When I was working on this stuff back in October, I left off just as things were getting interesting. I’d just finished the line drawing routines, and so the stuff I’ve been doing this week is all about rendering and formatting text. And I promise that’s a lot more exciting than it sounds.
Just getting a character up on the screen is quite a bit of work. The tutorial takes the expedient approach of linking the bitmaps of the font directly into the kernel image. It’s the only option, since Baking Pi never gets around to discussing filesystem access (which, admittedly, would be a big topic). So rendering a character becomes a task of finding its image data in memory and copying it into the right location in the framebuffer, one pixel at a time. You’re basically looking at pointer arithmetic and a few nested loops. A pretty good quantity of code, but not a lot of complexity of code.
Of course, I was coming to this project after a break of nearly four months, which adds its own complexity. I stepped away in the first place because of limited time, but also because switching between 6502 assembly and the much more complex ARM assembly in different problems was making my head hurt.
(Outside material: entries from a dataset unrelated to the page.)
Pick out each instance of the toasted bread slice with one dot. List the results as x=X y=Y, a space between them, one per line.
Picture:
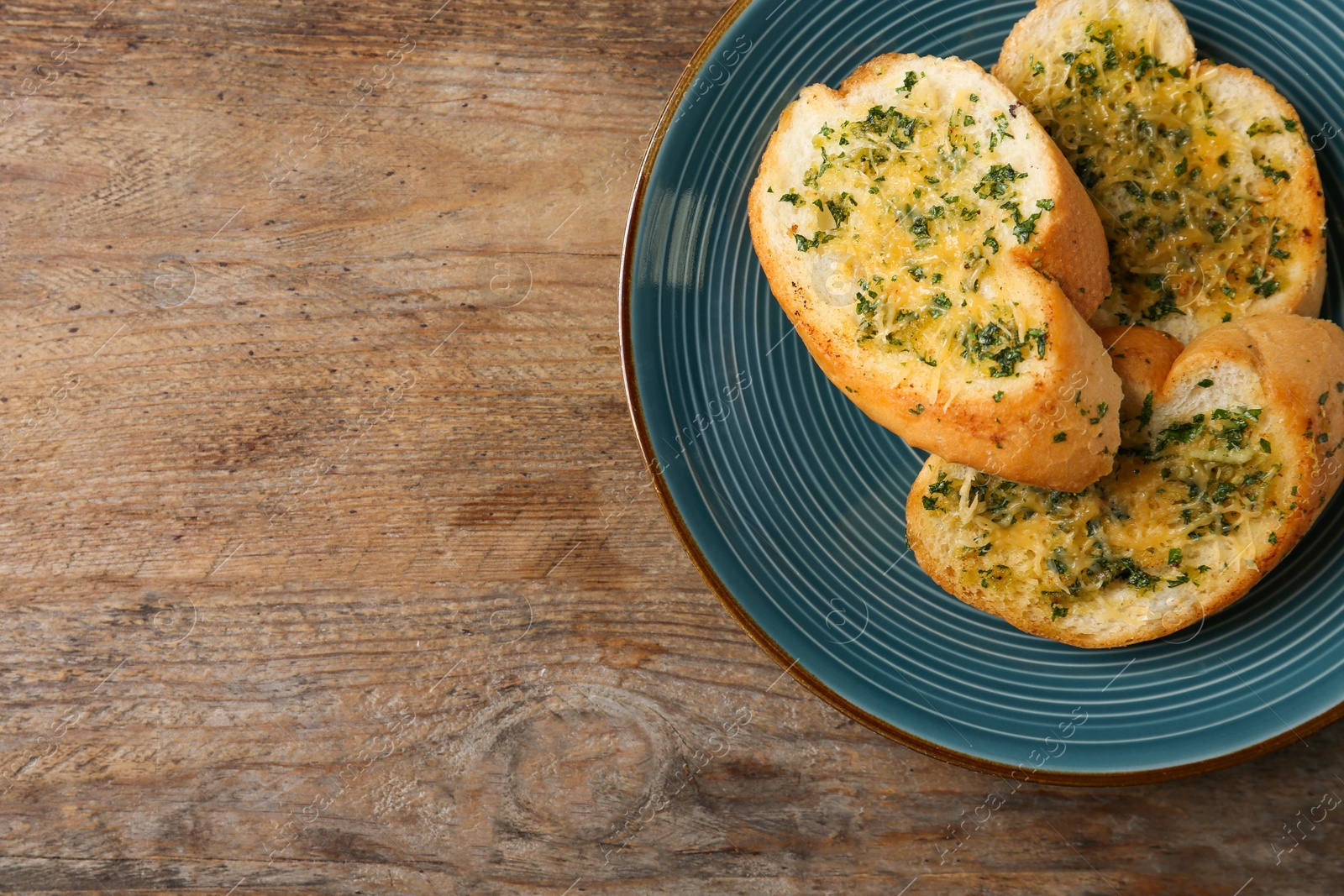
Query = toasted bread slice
x=933 y=249
x=1205 y=177
x=1231 y=457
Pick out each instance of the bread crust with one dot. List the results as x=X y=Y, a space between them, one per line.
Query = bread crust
x=1142 y=358
x=1297 y=364
x=1242 y=98
x=1028 y=434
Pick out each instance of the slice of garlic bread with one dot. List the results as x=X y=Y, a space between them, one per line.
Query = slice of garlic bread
x=938 y=258
x=1230 y=456
x=1203 y=175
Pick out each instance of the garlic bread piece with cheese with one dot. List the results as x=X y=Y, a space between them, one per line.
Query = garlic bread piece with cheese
x=1203 y=175
x=938 y=258
x=1229 y=457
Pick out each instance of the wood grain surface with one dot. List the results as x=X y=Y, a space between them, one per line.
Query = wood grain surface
x=329 y=563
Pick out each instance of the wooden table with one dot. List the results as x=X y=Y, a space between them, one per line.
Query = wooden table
x=329 y=560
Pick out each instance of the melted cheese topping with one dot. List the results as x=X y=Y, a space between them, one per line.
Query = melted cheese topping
x=1195 y=500
x=1186 y=197
x=913 y=204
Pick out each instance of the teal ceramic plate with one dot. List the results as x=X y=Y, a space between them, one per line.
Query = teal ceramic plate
x=792 y=501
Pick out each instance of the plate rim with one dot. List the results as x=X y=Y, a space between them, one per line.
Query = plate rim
x=786 y=661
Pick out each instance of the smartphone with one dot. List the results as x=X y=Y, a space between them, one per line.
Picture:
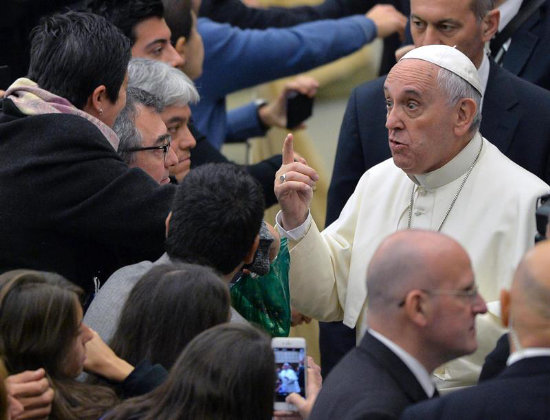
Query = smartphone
x=291 y=369
x=299 y=108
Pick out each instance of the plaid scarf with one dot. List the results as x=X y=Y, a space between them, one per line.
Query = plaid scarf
x=32 y=100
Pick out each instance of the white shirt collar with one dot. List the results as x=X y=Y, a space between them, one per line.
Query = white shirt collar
x=453 y=169
x=508 y=10
x=419 y=372
x=527 y=353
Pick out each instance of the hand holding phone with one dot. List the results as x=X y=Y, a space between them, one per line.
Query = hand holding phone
x=291 y=367
x=299 y=108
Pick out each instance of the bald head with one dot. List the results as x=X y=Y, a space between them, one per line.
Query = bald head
x=530 y=297
x=422 y=296
x=411 y=259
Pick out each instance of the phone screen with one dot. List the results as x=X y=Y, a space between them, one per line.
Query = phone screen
x=291 y=371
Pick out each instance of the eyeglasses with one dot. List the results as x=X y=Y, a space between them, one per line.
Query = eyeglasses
x=470 y=293
x=164 y=147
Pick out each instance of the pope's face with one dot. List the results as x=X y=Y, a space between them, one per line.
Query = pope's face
x=419 y=118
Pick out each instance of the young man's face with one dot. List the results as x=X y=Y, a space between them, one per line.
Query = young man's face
x=153 y=42
x=154 y=134
x=452 y=23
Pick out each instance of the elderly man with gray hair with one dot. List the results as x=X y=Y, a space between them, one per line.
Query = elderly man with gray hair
x=443 y=176
x=175 y=92
x=144 y=140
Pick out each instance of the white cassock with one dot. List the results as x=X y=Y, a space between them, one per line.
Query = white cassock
x=493 y=218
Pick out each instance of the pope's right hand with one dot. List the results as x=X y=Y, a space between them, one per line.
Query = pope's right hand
x=294 y=183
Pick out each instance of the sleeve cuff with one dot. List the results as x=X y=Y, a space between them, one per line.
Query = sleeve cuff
x=294 y=234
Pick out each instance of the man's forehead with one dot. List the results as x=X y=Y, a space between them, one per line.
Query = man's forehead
x=415 y=75
x=152 y=30
x=441 y=10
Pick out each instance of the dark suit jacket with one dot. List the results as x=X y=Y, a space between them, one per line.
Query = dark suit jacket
x=529 y=54
x=516 y=119
x=369 y=383
x=70 y=204
x=522 y=391
x=495 y=362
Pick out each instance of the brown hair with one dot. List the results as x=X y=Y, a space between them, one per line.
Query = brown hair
x=225 y=373
x=38 y=324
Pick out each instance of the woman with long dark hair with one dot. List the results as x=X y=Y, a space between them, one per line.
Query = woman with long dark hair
x=225 y=373
x=166 y=309
x=41 y=327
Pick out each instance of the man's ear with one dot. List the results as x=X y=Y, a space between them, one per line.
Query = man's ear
x=95 y=102
x=489 y=25
x=417 y=308
x=179 y=46
x=505 y=307
x=167 y=222
x=465 y=113
x=249 y=257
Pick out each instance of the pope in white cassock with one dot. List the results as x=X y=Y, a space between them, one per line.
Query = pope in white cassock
x=443 y=176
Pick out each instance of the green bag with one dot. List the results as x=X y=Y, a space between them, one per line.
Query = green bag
x=265 y=300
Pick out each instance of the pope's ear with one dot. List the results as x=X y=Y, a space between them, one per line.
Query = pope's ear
x=180 y=46
x=465 y=114
x=489 y=25
x=167 y=222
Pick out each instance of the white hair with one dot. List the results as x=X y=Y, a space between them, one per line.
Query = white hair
x=456 y=89
x=167 y=83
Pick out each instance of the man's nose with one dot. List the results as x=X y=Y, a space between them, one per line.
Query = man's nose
x=171 y=158
x=393 y=119
x=174 y=58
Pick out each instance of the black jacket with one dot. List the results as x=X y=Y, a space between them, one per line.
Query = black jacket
x=69 y=203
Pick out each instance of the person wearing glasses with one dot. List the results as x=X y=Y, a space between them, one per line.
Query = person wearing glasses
x=70 y=204
x=144 y=139
x=423 y=303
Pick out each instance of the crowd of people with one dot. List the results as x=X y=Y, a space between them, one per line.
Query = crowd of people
x=139 y=279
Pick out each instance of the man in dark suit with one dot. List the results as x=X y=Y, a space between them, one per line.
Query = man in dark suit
x=527 y=54
x=423 y=302
x=522 y=390
x=515 y=115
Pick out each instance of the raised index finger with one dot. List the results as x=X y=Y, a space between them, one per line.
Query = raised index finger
x=288 y=150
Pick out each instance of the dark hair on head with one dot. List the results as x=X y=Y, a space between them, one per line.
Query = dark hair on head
x=126 y=14
x=3 y=392
x=75 y=52
x=166 y=309
x=482 y=7
x=178 y=17
x=38 y=326
x=125 y=124
x=225 y=373
x=216 y=214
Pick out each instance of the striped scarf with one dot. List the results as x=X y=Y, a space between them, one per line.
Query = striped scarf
x=32 y=100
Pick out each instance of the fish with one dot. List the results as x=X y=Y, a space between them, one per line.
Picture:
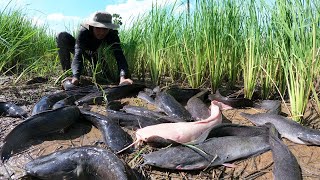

After all, this is one of the reasons that high-level languages were invented in the first place.
Once I sat down and concentrated, I was able to “swap in” the ARM assembly I’d learned before, but it took a while before I really felt up to speed. 6502 stuff I can mostly write from memory, but for the ARM CPU I can’t get very far without a reference sheet. It’s important to remember that the ARM assembly language is much more complex: There are more opcodes, they take more arguments, and they have more variants and options.
A good example of how the complexity and options can trip you up happened to me when I started to work on routines to format numbers for printing. For example, I was trying to convert the number 456 to the character string “456” – but all I got was the “6”. I banged my head against this problem for more than an hour before I realized how trivial my mistake was. All the math was fine, and all the digits calculated correctly. But when I copied the character representation of each digit into my string buffer, I was using a 32-bit store (STR) instead of an 8-bit store (STRB). String-handling madness ensued.
Of course, it didn’t help that I’d been spending so much time lately doing 6502 assembly, where all operations are 8-bit operations. A 32-bit CPU is a different kind of beast altogether.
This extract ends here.